Bodies of Light
- Author: Jennifer Down
- Language: English
- Genre: Fiction
- Publisher: Text Publishing
- Publication date: 2021
- Publication place: Australia
- Media type: Print
- Pages: 448 pp
- Awards: Miles Franklin Award, 2022
- ISBN: 9781925773590
- Preceded by: Pulse Points : Stories

= Bodies of Light =

Novel by Australian writer Jennifer Down

Bodies of Light (2021) is a novel by Australian writer Jennifer Down.

It won the 2022 Miles Franklin Award, and was shortlisted for the 2022 Voss Literary Prize, the 2022 Stella Prize, the 2022 Barbara Jefferis Award, the 2022 Age Book of the Year Award, the 2022 Davitt Award for Best Adult Crime Novel, and the 2022 Victorian Premier's Literary Award for Fiction.

==Abstract==
According to Austlit:'A quiet, small-town existence. An unexpected Facebook message, jolting her back to the past. A history she's reluctant to revisit- dark memories and unspoken trauma, bruised thighs and warning knocks on bedroom walls, unfathomable loss.

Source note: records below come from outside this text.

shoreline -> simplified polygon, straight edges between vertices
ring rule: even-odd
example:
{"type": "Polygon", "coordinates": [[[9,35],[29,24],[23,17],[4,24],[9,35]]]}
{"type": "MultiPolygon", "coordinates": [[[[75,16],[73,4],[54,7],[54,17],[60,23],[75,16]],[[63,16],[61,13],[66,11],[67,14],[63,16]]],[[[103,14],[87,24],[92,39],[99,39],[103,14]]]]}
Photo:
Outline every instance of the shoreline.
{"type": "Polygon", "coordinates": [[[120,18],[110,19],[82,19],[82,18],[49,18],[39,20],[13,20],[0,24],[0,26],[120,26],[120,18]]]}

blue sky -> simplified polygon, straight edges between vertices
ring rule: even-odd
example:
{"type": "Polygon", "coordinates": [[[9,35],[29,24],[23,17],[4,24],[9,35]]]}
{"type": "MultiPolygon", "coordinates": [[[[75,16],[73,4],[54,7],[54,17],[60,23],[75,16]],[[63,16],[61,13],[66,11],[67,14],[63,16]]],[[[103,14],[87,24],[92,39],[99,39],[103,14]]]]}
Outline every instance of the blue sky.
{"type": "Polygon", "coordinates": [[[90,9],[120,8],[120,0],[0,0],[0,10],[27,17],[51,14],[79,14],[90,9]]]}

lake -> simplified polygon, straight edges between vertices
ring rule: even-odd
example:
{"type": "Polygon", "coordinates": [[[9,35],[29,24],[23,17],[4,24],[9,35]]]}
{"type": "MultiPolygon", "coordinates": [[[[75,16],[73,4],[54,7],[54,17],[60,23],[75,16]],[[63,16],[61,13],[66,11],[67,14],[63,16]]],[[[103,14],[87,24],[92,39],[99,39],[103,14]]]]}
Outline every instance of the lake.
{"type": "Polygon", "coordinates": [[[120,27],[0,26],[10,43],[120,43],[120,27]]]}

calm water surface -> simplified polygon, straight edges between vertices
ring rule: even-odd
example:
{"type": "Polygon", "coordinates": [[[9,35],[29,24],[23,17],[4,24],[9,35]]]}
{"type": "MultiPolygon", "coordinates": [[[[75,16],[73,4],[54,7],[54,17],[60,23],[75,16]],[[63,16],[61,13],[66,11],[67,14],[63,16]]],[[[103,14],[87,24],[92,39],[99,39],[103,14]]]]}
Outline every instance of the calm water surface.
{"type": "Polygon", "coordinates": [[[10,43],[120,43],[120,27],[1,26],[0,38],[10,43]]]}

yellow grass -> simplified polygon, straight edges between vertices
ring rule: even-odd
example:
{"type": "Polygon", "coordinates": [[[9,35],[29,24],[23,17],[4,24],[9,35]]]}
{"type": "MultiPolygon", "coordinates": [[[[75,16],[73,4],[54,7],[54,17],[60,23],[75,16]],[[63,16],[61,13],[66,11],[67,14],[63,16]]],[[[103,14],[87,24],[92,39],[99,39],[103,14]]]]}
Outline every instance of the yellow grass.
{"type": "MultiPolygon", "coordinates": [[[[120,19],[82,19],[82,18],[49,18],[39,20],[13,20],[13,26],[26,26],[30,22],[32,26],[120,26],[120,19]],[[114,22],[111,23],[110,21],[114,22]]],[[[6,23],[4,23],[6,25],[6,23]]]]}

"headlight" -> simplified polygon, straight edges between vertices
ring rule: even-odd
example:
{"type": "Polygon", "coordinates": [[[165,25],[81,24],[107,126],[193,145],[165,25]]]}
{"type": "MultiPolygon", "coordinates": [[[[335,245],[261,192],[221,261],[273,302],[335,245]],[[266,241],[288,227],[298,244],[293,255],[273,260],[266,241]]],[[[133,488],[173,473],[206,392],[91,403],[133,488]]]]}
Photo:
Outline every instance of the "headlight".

She became a new person a long time ago. What happens when buried stories are dragged into the light?

This epic novel from the two-time Sydney Morning Herald Young Novelist of the Year is a masterwork of tragedy and heartbreak-the story of a life in full. Sublimely wrought in devastating detail, Bodies of Light confirms Jennifer Down as one of the writers defining her generation.

==Critical reception==
In The Guardian Declan Fry concludes: "Bodies of Light is a remarkably empathic book, a bildungsroman in the mode of Jane Eyre or Of Human Bondage. Its characters are credibly invested with hopes, convictions, dreams, and desires."

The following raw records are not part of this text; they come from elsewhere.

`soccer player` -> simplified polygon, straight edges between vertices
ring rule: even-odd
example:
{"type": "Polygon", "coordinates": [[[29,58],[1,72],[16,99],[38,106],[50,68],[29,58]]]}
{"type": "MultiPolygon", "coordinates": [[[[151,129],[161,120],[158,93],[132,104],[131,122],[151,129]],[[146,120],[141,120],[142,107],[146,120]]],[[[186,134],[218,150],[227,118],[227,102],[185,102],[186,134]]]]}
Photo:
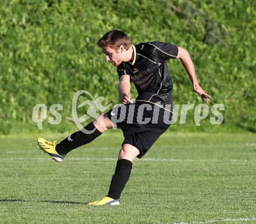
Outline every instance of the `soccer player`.
{"type": "Polygon", "coordinates": [[[41,138],[41,149],[56,161],[62,161],[73,149],[88,144],[107,129],[121,128],[124,141],[108,194],[89,204],[119,205],[122,192],[128,181],[137,157],[141,158],[169,128],[172,116],[172,81],[166,60],[180,59],[189,74],[194,91],[205,102],[210,96],[198,84],[188,52],[175,45],[158,41],[131,44],[124,32],[113,30],[98,42],[106,60],[117,68],[119,93],[123,104],[101,114],[82,130],[72,133],[59,144],[41,138]],[[130,82],[138,92],[131,102],[130,82]]]}

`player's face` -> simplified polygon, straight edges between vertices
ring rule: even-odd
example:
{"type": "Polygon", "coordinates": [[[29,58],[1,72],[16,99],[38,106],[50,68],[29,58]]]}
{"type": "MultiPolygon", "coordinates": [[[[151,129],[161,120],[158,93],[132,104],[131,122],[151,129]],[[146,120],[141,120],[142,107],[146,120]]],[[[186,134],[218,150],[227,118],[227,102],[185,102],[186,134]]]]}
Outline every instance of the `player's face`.
{"type": "Polygon", "coordinates": [[[106,60],[108,62],[111,63],[115,67],[121,64],[122,60],[120,49],[116,50],[107,46],[103,48],[102,50],[106,55],[106,60]]]}

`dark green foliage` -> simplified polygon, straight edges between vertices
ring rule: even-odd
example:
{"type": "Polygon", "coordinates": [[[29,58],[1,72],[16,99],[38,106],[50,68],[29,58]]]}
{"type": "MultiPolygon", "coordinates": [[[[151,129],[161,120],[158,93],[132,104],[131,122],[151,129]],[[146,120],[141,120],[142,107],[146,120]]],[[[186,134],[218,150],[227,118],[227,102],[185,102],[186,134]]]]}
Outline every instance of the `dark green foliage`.
{"type": "MultiPolygon", "coordinates": [[[[256,130],[254,1],[2,1],[0,132],[31,121],[37,103],[63,106],[86,89],[118,102],[118,75],[98,39],[122,29],[134,44],[159,40],[186,48],[225,124],[256,130]]],[[[197,103],[182,64],[169,62],[176,104],[197,103]]],[[[133,93],[134,93],[133,89],[133,93]]],[[[136,97],[134,93],[134,97],[136,97]]]]}

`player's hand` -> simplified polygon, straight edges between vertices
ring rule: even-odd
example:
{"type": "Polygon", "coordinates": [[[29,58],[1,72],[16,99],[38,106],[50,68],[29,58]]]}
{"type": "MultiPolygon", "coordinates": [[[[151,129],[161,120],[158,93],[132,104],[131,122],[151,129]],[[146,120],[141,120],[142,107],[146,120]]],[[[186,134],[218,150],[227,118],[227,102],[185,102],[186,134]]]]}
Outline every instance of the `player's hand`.
{"type": "Polygon", "coordinates": [[[205,92],[198,84],[194,85],[194,91],[195,91],[197,93],[198,93],[201,96],[202,100],[205,102],[209,103],[211,102],[211,100],[209,99],[209,98],[211,97],[211,96],[208,95],[206,92],[205,92]]]}
{"type": "Polygon", "coordinates": [[[123,93],[121,96],[121,102],[125,104],[130,102],[131,100],[130,93],[123,93]]]}

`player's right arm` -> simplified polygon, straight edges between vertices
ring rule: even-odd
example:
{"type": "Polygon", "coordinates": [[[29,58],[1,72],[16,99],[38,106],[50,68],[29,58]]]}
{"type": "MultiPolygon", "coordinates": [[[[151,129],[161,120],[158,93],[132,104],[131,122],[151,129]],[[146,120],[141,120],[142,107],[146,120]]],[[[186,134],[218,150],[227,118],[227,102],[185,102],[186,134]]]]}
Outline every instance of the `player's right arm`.
{"type": "Polygon", "coordinates": [[[130,75],[123,75],[119,78],[118,92],[119,99],[122,103],[126,104],[131,100],[131,84],[130,82],[130,75]]]}

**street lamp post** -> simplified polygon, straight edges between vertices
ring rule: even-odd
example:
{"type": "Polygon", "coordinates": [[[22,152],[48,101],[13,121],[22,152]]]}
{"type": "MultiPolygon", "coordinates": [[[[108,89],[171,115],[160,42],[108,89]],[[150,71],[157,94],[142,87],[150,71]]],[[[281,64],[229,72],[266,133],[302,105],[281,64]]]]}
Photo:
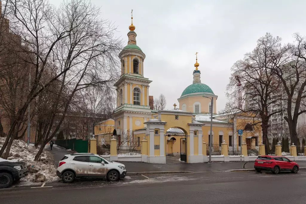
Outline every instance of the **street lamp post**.
{"type": "Polygon", "coordinates": [[[212,146],[212,112],[214,107],[214,97],[212,97],[211,98],[209,98],[207,96],[204,95],[203,97],[205,98],[208,98],[211,99],[211,132],[210,132],[210,139],[209,141],[209,163],[211,162],[211,146],[212,146]]]}

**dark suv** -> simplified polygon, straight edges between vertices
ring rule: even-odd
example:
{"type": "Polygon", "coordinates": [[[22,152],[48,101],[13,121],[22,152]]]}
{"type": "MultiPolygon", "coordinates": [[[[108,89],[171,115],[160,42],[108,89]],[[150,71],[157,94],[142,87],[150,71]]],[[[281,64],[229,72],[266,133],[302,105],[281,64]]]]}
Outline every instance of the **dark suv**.
{"type": "Polygon", "coordinates": [[[0,162],[0,188],[7,188],[29,173],[25,163],[21,161],[0,162]]]}

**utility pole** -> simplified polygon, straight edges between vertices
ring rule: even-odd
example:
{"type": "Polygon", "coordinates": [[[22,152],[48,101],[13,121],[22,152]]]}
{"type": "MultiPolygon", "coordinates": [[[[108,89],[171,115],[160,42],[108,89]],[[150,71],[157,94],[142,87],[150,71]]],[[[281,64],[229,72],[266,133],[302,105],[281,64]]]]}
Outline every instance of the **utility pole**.
{"type": "MultiPolygon", "coordinates": [[[[30,72],[29,73],[29,91],[30,93],[31,92],[31,67],[30,67],[30,72]]],[[[30,104],[28,107],[28,130],[27,130],[28,134],[28,140],[27,141],[27,143],[28,145],[30,145],[30,104]]]]}

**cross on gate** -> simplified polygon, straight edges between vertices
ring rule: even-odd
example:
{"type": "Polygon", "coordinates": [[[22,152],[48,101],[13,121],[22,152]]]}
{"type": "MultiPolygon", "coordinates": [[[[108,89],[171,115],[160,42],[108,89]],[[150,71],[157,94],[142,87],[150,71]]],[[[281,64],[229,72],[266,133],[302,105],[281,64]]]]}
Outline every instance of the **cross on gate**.
{"type": "Polygon", "coordinates": [[[175,103],[174,103],[174,104],[173,104],[173,106],[174,106],[174,109],[175,109],[175,107],[176,107],[177,106],[177,105],[176,104],[175,104],[175,103]]]}

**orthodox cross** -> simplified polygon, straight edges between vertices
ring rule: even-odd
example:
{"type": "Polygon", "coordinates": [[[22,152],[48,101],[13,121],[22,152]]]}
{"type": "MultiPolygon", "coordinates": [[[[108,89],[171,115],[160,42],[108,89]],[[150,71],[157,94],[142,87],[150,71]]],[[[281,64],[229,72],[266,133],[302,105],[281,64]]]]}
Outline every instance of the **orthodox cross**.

Susan Midalia in the Australian Book Review notes that the book "is both much more ambitious in scope than her first and an altogether more harrowing read. Spanning the years from 1975 to 2018, and traversing many different locations in Australia, New Zealand, and America, the novel confronts us with child sexual abuse, a suicide attempt, a series of fractured relationships, allegations of infanticide, recurring social alienation, and a serious drug addiction. But it is also, and mercifully, a story of a woman’s remarkable resilience, the possibility of human kindness, and the necessity of hope. Bodies of Light thus has affinities with the feminist Bildungsroman popularised in the 1960s and 1970s; a genre that championed a belief in productive self-fashioning by women in the face of systemic misogynistic oppression....Bodies of Light is at its most thought-provoking and emotionally engaging when it pauses in the rush of events to represent the intensity of Maggie’s psychological and bodily experiences."